Optimism, like other rollup-based L2s, allows users to send L2 transactions from L1. Transactions sent from L1 are added to a queue in the
CanonicalTransactionChain contract. The sequencer then processes these transactions asynchronously and adds them to the L2 chain’s state.
For the sake of clarity, we’ll call L2 transactions that get initiated on L1 “bridged transactions.” The sequencer needs to derive an L2 counterpart for every bridged transaction on L1. Since derived transactions are created by the sequencer itself, they are subject to some special consensus rules.

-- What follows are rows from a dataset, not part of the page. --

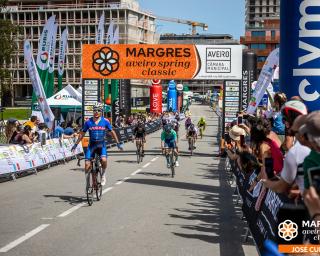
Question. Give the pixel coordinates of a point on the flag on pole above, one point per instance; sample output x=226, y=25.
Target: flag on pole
x=62, y=55
x=100, y=33
x=44, y=50
x=50, y=85
x=264, y=80
x=47, y=114
x=109, y=39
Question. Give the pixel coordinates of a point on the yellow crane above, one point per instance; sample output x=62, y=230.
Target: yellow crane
x=193, y=24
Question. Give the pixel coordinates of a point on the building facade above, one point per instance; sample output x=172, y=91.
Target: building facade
x=201, y=86
x=262, y=30
x=81, y=18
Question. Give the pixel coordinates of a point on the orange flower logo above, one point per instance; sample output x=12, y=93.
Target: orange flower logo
x=288, y=230
x=105, y=61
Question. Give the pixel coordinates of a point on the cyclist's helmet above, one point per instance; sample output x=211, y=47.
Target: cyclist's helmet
x=167, y=128
x=98, y=107
x=292, y=109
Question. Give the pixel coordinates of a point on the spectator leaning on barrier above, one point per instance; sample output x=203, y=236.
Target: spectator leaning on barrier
x=311, y=129
x=293, y=159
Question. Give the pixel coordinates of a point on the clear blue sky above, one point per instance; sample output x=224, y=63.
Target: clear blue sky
x=222, y=16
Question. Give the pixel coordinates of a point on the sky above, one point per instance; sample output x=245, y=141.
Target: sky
x=222, y=16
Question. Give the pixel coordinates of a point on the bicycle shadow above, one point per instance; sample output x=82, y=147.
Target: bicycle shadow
x=72, y=200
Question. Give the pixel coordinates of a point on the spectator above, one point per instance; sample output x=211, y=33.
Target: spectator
x=32, y=122
x=293, y=159
x=59, y=130
x=311, y=130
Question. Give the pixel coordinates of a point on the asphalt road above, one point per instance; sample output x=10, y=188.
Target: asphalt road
x=143, y=210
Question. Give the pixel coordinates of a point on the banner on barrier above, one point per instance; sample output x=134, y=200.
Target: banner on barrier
x=17, y=158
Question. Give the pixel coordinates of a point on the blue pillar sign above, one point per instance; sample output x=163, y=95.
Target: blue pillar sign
x=172, y=96
x=300, y=50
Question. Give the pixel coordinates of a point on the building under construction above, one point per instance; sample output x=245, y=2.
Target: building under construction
x=81, y=18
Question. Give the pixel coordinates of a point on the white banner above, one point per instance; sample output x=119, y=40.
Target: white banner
x=37, y=85
x=62, y=51
x=100, y=33
x=44, y=44
x=220, y=62
x=16, y=158
x=52, y=47
x=264, y=80
x=109, y=38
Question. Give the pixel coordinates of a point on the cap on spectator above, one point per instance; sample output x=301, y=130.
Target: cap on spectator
x=312, y=125
x=236, y=132
x=298, y=122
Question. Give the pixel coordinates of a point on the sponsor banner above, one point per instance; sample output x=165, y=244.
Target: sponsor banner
x=161, y=61
x=299, y=55
x=16, y=158
x=264, y=80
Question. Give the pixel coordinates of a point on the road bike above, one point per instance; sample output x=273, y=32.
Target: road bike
x=93, y=180
x=171, y=159
x=139, y=150
x=191, y=141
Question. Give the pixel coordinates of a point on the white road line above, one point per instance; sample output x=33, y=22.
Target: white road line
x=146, y=165
x=24, y=238
x=106, y=190
x=154, y=159
x=137, y=171
x=71, y=210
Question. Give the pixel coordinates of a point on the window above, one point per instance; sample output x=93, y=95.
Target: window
x=258, y=46
x=258, y=33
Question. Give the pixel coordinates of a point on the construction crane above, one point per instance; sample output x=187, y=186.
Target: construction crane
x=193, y=24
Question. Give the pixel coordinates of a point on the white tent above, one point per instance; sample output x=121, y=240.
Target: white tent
x=67, y=97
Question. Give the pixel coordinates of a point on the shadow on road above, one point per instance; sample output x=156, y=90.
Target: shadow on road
x=73, y=200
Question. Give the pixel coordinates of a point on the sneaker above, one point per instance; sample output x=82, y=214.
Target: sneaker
x=103, y=179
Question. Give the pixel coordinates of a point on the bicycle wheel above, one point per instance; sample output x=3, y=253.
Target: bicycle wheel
x=172, y=163
x=89, y=188
x=98, y=187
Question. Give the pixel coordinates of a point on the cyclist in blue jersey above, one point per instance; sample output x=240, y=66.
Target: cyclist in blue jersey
x=169, y=140
x=97, y=127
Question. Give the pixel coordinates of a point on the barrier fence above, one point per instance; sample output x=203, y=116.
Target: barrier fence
x=15, y=159
x=264, y=210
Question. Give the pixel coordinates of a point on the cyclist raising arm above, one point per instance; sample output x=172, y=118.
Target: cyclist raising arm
x=97, y=127
x=139, y=133
x=169, y=140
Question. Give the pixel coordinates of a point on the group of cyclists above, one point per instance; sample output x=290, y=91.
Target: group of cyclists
x=98, y=126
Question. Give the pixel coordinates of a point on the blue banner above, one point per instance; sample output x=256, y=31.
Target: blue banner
x=300, y=53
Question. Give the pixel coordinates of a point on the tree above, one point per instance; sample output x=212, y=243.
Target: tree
x=8, y=44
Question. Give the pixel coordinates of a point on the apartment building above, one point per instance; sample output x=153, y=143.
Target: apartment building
x=81, y=18
x=262, y=33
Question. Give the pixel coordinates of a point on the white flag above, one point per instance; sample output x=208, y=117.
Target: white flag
x=100, y=33
x=264, y=80
x=53, y=47
x=116, y=36
x=44, y=44
x=62, y=51
x=47, y=114
x=109, y=39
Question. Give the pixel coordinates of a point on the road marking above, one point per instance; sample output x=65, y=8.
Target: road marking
x=24, y=238
x=146, y=165
x=106, y=190
x=154, y=159
x=71, y=210
x=137, y=171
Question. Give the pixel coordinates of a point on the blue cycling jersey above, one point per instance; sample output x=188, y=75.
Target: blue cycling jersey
x=97, y=132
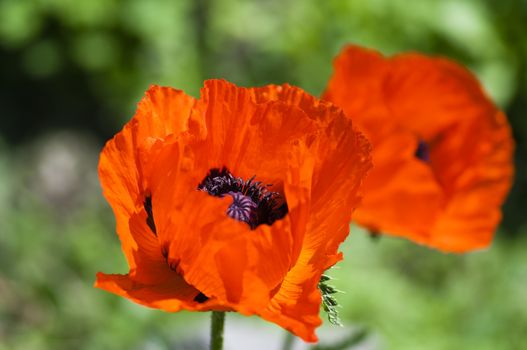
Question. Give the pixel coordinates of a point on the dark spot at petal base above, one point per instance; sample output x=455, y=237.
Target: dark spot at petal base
x=423, y=151
x=201, y=298
x=150, y=219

The rules relevant to this issue are:
- The nonce of a bridged transaction on L2 is set to the index at which the transaction appears in the CTC queue.
ecrecoveraddress of a bridged transaction is set to the null address.
You can see these rules at work by viewing the null address on Etherscan.
Geth performs a nonce check as part of its consensus rules. The nonce check is performed on a
Message object that gets calculated using the
Transaction object described above. Crucially, the sender of a
Message object is the value received from performing an
ecrecover on the transaction’s ECDSA signature - which is the zero address. This means that any account whose nonce on Optimism is higher than the maximum queue index would be unable to deposit via
enqueue, since Geth would reject the transaction with a
nonce too low error.
This alone, however, was not enough to justify an emergency release. That justification came from a quirk of how we implemented CTC synchronization in the sequencer. When the sequencer restarts, it goes into “sync mode” and tries to catch up with the latest transactions on the CTC. Any sync failures that occur while in sync mode cause the sequencer to exit. Since sync mode disables itself once the sequencer catches up with the CTC, this would mean that all sequencers - including replicas - could not be restarted if the issue was exploited. The queue index was ~44,000 when we discovered this issue, so given a fee of $2/tx it would cost just shy of $90,000 to cause a DoS of the Optimism network.
Luckily, we’ve been spending the last few months beefing up our internal testing and QA processes. As a result, we caught this issue on an internal stress testing environment before anyone was able to exploit it. After verifying the fix we immediately updated our sequencer and coordinated with infrastructure providers to update their replicas.
It’s never our plan to perform emergency hotfixes like this one. But we’ll always put the security of our network first. In this case, the hotfix prevented a potential DoS and avoided hours of downtime.